Muitas vezes desejou contar a sua acompanhante, a enfermeira, o fundamental sentido da vida dentro de uma mudinha miúda, ou de um representante do império Eucariota, mas deixou para lá. Bobagem falar! Havia falado a vida toda com seus alunos nos anos e anos de magistério ao redor da matemática e, no entanto, muitos nunca a escutaram e outros nunca tomaram conhecimento de sua particular existência. Não, melhor observar do que falar. Se houvesse aprendido antes a “ver” poderia ensinar aos alunos também a solução da observação. A enfermeira provavelmente não ia querer ter que “ver”...

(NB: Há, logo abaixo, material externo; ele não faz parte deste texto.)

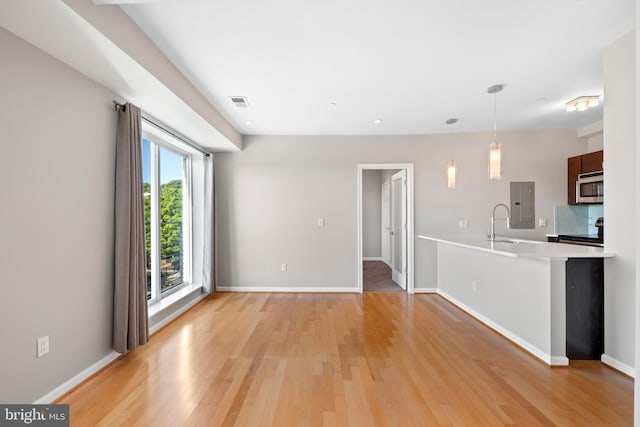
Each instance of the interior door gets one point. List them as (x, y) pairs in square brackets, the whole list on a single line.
[(399, 228), (385, 223)]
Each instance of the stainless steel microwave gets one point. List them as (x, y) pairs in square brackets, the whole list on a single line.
[(590, 187)]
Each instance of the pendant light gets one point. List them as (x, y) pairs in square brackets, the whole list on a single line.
[(451, 164), (495, 148)]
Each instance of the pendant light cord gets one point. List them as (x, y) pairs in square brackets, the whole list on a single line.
[(495, 120)]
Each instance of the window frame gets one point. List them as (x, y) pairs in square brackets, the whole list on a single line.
[(156, 143)]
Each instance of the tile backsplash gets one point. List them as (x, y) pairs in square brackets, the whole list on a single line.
[(577, 219)]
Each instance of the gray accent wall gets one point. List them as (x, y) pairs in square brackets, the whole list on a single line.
[(56, 244), (270, 195), (620, 214)]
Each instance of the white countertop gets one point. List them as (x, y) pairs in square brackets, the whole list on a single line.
[(524, 248)]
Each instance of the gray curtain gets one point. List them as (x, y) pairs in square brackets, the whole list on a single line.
[(130, 321), (208, 252)]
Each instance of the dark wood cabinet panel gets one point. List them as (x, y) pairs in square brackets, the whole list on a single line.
[(591, 162), (574, 169), (585, 308)]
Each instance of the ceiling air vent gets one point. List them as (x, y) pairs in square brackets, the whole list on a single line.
[(239, 101)]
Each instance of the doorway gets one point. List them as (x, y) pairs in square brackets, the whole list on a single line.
[(395, 251)]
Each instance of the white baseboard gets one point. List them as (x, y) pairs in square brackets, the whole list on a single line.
[(559, 361), (156, 326), (425, 290), (301, 289), (74, 381), (545, 357), (618, 365), (91, 370)]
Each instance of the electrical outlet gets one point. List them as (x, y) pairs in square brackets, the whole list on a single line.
[(43, 346)]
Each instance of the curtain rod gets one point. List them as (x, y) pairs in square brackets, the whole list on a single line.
[(155, 123)]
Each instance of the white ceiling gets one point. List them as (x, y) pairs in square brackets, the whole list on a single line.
[(411, 63)]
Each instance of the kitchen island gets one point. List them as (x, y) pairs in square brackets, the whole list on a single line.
[(516, 287)]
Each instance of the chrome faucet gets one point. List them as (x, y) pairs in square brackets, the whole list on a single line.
[(492, 233)]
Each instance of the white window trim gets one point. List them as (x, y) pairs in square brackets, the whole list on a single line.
[(157, 141)]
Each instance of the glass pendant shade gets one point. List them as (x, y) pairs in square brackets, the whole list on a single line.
[(495, 160), (451, 174)]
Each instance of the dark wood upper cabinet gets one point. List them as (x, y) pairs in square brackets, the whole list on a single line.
[(590, 162), (574, 169)]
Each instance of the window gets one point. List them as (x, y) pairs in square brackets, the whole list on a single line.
[(167, 213)]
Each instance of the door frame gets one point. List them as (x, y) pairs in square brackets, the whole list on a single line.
[(408, 167), (385, 236), (399, 277)]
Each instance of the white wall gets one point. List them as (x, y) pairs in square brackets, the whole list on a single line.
[(619, 210), (56, 249), (270, 196), (371, 213)]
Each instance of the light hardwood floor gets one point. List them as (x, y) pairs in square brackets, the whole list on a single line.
[(372, 359)]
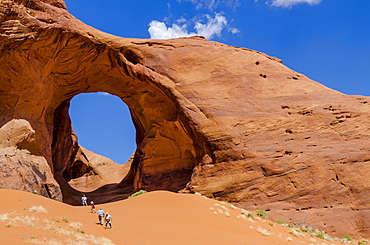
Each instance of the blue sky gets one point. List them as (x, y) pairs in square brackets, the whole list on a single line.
[(326, 40)]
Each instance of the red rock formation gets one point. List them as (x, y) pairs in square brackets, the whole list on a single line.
[(230, 123)]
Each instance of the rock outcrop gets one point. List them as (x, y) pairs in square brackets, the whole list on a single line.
[(227, 122)]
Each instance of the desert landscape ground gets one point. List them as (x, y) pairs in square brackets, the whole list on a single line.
[(158, 217), (230, 123)]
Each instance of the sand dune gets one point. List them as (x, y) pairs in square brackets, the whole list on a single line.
[(158, 217)]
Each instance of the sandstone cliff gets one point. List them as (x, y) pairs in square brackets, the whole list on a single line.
[(228, 122)]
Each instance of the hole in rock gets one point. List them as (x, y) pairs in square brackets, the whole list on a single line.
[(103, 125)]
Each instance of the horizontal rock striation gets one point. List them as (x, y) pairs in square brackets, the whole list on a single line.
[(230, 123)]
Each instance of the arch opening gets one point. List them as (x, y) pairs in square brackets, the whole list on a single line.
[(104, 141), (103, 125)]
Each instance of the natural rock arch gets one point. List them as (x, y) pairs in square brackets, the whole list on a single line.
[(228, 122)]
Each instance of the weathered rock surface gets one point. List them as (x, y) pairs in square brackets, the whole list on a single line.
[(227, 122)]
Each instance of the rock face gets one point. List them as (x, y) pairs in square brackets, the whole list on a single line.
[(227, 122)]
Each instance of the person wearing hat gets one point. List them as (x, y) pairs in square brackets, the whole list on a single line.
[(108, 221), (92, 207)]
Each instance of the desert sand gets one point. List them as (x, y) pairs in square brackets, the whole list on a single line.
[(158, 217)]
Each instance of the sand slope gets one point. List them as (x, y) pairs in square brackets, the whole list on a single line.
[(157, 217)]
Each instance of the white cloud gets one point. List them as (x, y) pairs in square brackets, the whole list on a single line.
[(212, 4), (212, 27), (290, 3)]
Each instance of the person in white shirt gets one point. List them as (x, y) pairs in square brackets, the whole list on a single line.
[(101, 216), (84, 200), (108, 221)]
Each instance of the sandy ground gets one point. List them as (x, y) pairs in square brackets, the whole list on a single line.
[(154, 218)]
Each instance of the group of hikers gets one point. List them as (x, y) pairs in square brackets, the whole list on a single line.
[(101, 214)]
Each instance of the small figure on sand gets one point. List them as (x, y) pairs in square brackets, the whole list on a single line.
[(84, 200), (92, 207), (101, 216), (108, 221)]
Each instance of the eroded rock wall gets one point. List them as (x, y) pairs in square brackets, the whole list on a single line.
[(227, 122)]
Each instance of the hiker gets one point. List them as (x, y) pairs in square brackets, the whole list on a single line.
[(84, 200), (108, 221), (101, 216), (92, 207)]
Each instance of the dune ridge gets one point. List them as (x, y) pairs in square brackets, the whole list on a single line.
[(158, 217)]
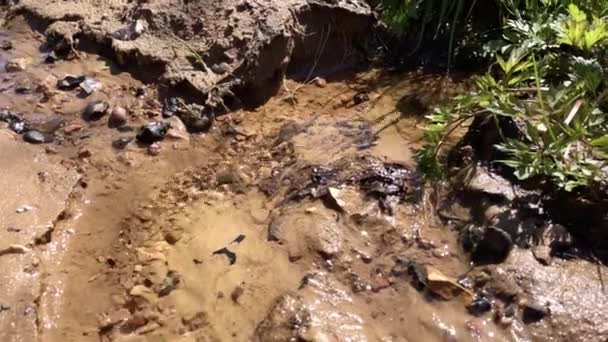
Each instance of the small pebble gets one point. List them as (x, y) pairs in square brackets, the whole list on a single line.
[(320, 82), (95, 110), (121, 143), (37, 137), (154, 149), (118, 117)]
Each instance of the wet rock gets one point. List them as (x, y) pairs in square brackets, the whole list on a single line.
[(6, 45), (493, 248), (556, 236), (152, 132), (360, 98), (303, 232), (542, 254), (481, 180), (532, 313), (479, 306), (445, 287), (169, 284), (132, 31), (288, 315), (18, 64), (121, 143), (118, 117), (89, 86), (70, 82), (95, 110), (37, 137), (18, 127), (154, 149), (170, 107)]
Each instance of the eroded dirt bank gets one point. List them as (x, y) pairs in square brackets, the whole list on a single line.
[(300, 220)]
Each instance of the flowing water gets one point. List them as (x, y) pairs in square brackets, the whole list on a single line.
[(204, 241)]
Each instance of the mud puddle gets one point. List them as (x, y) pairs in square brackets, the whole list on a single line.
[(301, 220)]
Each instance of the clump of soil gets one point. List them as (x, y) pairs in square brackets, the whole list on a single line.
[(212, 49)]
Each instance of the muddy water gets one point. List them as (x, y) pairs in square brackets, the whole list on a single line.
[(207, 241)]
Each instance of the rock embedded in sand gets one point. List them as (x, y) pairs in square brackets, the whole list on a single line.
[(152, 132), (532, 313), (6, 45), (121, 143), (95, 110), (37, 137), (118, 117), (170, 107), (154, 149), (18, 64), (70, 82)]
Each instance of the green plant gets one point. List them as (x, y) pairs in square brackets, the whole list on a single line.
[(549, 77)]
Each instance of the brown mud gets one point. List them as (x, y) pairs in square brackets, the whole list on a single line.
[(299, 220)]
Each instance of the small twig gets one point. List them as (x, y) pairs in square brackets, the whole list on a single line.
[(575, 109), (599, 271)]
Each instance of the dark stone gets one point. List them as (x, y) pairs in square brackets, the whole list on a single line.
[(239, 238), (479, 306), (121, 143), (228, 253), (494, 247), (201, 124), (37, 137), (18, 127), (533, 313), (6, 45), (360, 98), (419, 276), (70, 82), (152, 132), (169, 284), (51, 57), (170, 107), (95, 110)]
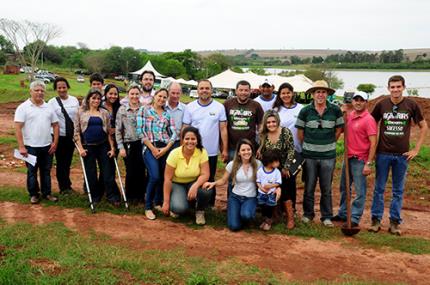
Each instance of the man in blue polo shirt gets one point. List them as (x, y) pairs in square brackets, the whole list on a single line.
[(319, 125)]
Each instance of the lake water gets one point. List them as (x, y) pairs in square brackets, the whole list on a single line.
[(419, 80)]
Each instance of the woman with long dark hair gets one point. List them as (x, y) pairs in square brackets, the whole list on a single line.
[(275, 137), (157, 129), (96, 146), (130, 146), (288, 110), (187, 168), (242, 201)]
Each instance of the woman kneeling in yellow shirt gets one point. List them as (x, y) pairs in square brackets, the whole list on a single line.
[(187, 168)]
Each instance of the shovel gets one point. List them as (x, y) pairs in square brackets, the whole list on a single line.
[(347, 229)]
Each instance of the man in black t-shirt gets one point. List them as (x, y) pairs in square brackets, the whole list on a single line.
[(394, 115)]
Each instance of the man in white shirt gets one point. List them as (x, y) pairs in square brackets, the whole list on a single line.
[(147, 80), (209, 117), (33, 122), (267, 98), (65, 107), (176, 109)]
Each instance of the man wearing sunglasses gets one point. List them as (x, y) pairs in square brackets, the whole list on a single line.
[(395, 115), (319, 125)]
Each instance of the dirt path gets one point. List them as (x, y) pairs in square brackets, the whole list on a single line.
[(296, 258)]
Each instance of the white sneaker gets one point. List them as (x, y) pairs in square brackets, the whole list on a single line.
[(306, 220), (200, 217), (150, 215), (327, 223)]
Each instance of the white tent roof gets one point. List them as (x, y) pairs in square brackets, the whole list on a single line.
[(229, 78), (148, 66)]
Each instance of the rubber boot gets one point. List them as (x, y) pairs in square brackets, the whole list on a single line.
[(289, 214)]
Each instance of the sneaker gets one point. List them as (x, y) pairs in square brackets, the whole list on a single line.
[(353, 225), (327, 223), (394, 229), (51, 198), (375, 227), (306, 220), (338, 218), (34, 200), (200, 217), (150, 215)]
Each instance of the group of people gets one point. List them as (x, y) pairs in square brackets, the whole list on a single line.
[(171, 149)]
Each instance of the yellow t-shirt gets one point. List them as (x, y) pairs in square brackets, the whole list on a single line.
[(185, 173)]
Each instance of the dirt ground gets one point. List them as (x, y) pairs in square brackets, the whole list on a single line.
[(295, 258)]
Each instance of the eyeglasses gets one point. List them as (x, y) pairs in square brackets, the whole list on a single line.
[(394, 110)]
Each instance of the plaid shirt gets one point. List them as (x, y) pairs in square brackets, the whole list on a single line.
[(152, 127)]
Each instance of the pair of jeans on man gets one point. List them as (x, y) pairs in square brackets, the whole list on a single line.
[(43, 164), (398, 164), (322, 170), (179, 203), (360, 185), (63, 156)]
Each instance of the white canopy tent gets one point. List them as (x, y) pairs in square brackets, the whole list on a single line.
[(229, 78), (148, 66)]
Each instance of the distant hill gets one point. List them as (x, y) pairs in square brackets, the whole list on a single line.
[(302, 53)]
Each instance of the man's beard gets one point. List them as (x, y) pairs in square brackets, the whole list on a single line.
[(147, 89)]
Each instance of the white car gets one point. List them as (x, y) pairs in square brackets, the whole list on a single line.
[(80, 79)]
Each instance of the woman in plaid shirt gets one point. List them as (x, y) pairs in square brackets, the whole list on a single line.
[(157, 130)]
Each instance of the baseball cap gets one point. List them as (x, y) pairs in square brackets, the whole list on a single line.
[(361, 94), (267, 82)]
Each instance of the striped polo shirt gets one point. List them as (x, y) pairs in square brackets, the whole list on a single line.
[(319, 131)]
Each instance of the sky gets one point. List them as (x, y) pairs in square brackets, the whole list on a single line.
[(172, 25)]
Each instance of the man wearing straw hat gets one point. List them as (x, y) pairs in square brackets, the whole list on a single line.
[(319, 125)]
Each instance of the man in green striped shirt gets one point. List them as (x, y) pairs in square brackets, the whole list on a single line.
[(319, 125)]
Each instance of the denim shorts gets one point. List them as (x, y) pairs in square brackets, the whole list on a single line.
[(266, 199)]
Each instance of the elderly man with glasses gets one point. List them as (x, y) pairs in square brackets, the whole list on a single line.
[(319, 125)]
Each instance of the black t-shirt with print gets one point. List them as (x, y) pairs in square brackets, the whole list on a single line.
[(395, 126)]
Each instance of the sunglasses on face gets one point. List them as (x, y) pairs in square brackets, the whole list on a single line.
[(395, 109)]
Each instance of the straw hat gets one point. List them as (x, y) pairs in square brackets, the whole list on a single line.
[(320, 84)]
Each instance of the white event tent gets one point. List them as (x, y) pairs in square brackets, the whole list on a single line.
[(229, 78), (148, 66)]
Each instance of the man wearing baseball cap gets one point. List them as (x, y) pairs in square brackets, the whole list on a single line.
[(319, 125), (267, 98), (361, 132), (395, 114)]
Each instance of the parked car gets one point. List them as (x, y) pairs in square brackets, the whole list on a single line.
[(45, 79), (80, 79)]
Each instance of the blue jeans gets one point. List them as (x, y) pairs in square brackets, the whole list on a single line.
[(97, 155), (43, 164), (240, 209), (179, 203), (399, 165), (154, 189), (322, 170), (356, 175)]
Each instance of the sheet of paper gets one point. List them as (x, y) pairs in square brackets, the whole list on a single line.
[(30, 158)]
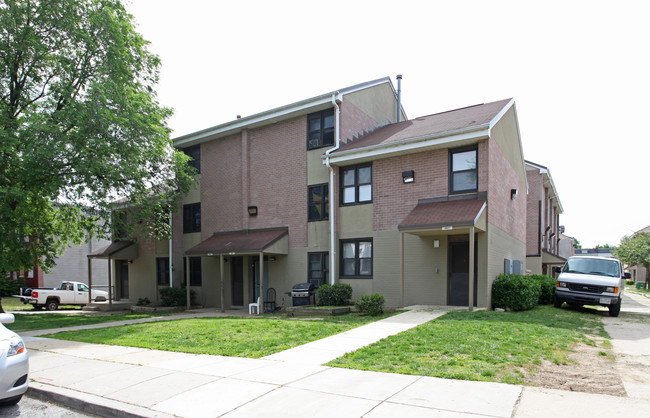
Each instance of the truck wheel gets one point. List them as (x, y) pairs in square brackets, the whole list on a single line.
[(614, 310)]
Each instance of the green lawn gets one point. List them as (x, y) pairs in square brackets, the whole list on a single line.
[(237, 337), (483, 345)]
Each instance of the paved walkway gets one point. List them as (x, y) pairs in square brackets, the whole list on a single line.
[(126, 381)]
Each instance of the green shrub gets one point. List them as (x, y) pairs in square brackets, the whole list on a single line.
[(547, 288), (337, 294), (371, 305), (515, 292), (175, 296)]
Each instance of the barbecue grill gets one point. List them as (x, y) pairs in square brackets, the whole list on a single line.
[(302, 294)]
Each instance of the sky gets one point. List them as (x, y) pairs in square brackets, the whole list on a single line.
[(579, 72)]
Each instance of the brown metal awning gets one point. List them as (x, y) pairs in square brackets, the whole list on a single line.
[(270, 241), (117, 250), (445, 216)]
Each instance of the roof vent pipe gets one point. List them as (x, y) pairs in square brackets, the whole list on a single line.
[(399, 97)]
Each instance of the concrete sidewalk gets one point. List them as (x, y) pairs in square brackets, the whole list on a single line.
[(126, 381)]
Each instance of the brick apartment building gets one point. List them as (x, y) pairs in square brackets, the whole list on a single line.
[(543, 230), (335, 189)]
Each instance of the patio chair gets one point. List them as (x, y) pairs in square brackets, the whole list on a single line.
[(254, 305)]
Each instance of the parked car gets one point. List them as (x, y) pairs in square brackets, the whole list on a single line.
[(588, 280), (69, 293), (14, 364)]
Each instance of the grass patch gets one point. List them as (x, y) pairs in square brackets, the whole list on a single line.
[(236, 337), (483, 345)]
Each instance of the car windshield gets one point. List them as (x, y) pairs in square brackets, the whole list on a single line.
[(592, 266)]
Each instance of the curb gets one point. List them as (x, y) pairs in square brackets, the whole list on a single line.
[(88, 403)]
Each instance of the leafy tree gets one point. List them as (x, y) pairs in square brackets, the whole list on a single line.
[(635, 250), (81, 128)]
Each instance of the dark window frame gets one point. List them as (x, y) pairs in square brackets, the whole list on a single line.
[(323, 204), (323, 258), (356, 186), (192, 218), (195, 271), (452, 152), (194, 152), (357, 260), (323, 137), (162, 271)]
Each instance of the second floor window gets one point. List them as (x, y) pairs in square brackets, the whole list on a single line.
[(318, 201), (320, 129), (192, 218), (356, 185), (463, 170)]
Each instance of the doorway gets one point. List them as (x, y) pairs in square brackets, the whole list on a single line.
[(124, 279), (458, 281), (237, 277)]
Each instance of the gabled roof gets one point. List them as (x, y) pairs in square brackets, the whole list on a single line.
[(441, 130), (303, 107)]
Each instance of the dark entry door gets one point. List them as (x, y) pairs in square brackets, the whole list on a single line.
[(124, 279), (458, 285), (237, 275)]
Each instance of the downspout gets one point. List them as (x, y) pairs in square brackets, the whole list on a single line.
[(336, 97)]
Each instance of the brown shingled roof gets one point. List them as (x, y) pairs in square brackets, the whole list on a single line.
[(238, 241), (432, 125), (447, 213)]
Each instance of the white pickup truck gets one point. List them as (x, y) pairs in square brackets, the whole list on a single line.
[(586, 280), (69, 293)]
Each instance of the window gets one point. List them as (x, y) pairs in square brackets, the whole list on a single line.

A evolução máxima do relacionamento entre ela e o mundo incrível das entranhas terrestres veio com a descoberta de uma abertura profunda em um tronco muito antigo de uma velha senhora árvore. Figueira Brava. Parecia-lhe uma poltrona e não houve como resistir em se acomodar no conforto anatômico do trono vegetal. Deu dinheiro a enfermeira para que fingisse não vê-la aconchegar-se dentro da árvore. Passou algumas tardes sentindo o úmido da madeira e o cheiro infestado de história no interior de sua amiga. Aprendeu muitas palavras que jamais supôs existir e ensinou também, porque tudo são troca e gentileza entre os que se admiram mutuamente.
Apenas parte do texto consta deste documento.